I DOSSIER DEL GOVERNO
Nei dossier riservati a Palazzo Chigi prende forma la linea che l’Italia terrà ai tavoli con gli alleati. «Fermo sostegno a Kiev» per una «pace giusta e duratura» e la richiesta di «adeguate garanzie di sicurezza» all’Ucraina come precondizione di qualsiasi intesa. Il tutto all’insegna di un mantra e cioè di tenere agganciati gli Stati Uniti e l’Europa al tavolo negoziale. Dietro le quinte, gli alleati europei hanno invece fatto presente al presidente con la mimetica di Kiev che un compromesso andrà trovato. Perché a forza di veti si rischia di chiudere una preziosa finestra diplomatica per archiviare tre anni di guerra. L’ottimismo non è esattamente la lente con cui il governo italiano, in queste ore, si prepara al faccia a faccia fra Trump e Putin in Alaska. Mentre al round di riunioni di oggi pomeriggio si guarda come a un primo momento della verità: sarà l’occasione per sondare la reale volontà di Trump di costringere lo zar russo a negoziare, senza imporre all’Ucraina una pace che sa di resa incondizionata.
Fondamentale, è la lettura della premier, coordinare prima una posizione comune del “gruppo di testa” europeo.

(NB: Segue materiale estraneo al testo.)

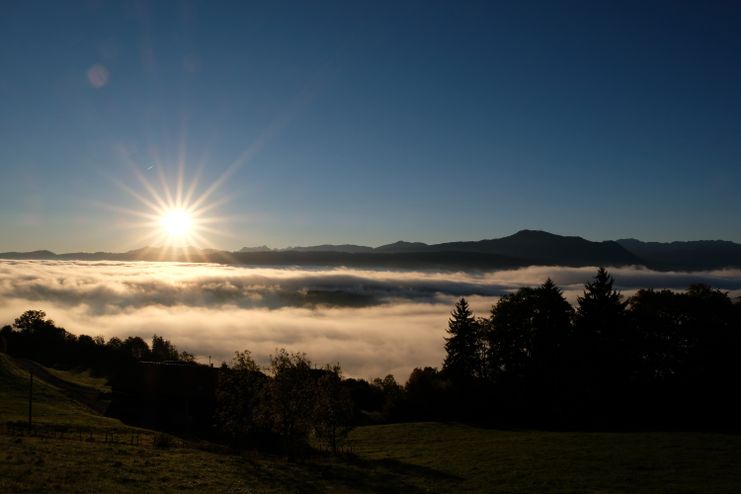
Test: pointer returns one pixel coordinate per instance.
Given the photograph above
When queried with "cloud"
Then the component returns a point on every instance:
(372, 322)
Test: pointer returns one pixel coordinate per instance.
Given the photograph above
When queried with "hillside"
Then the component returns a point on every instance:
(414, 458)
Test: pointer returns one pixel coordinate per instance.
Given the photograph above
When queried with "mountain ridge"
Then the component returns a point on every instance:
(523, 248)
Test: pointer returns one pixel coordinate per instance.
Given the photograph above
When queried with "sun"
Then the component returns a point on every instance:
(177, 223)
(174, 218)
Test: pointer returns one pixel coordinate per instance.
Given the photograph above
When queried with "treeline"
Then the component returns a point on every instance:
(38, 338)
(658, 358)
(282, 409)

Non sarà una passeggiata. Sempre nei dossier in mano al governo si passano in rassegna alcuni dei punti più spinosi della trattativa europea. Il primo: la missione dei “volenterosi” in Ucraina caldeggiata da mesi dal tandem Macron e Starmer. L’idea di una spedizione militare per presidiare il confine est è considerata ormai quasi tramontata e comunque resta ferreo il “no” dell’Italia. Si prende dunque atto con una certa soddisfazione che «i lavori della Coalizione si stanno orientando verso una direzione più politica». Il secondo: le sanzioni Ue. È in arrivo un diciannovesimo pacchetto di misure contro Mosca intitolato “ceasefire package”. Impedirà i movimenti di diversi diplomatici russi ma soprattutto colossi energetici di Mosca come Lukoil, Rosneft e Trasneft. Nei mesi scorsi l’Italia ha chiesto di “calibrare” queste sanzioni per evitare di colpire indirettamente gli interessi delle nostre principali aziende del settore, a partire da Eni, che hanno avuto importanti contratti di collaborazione con le controparti russe.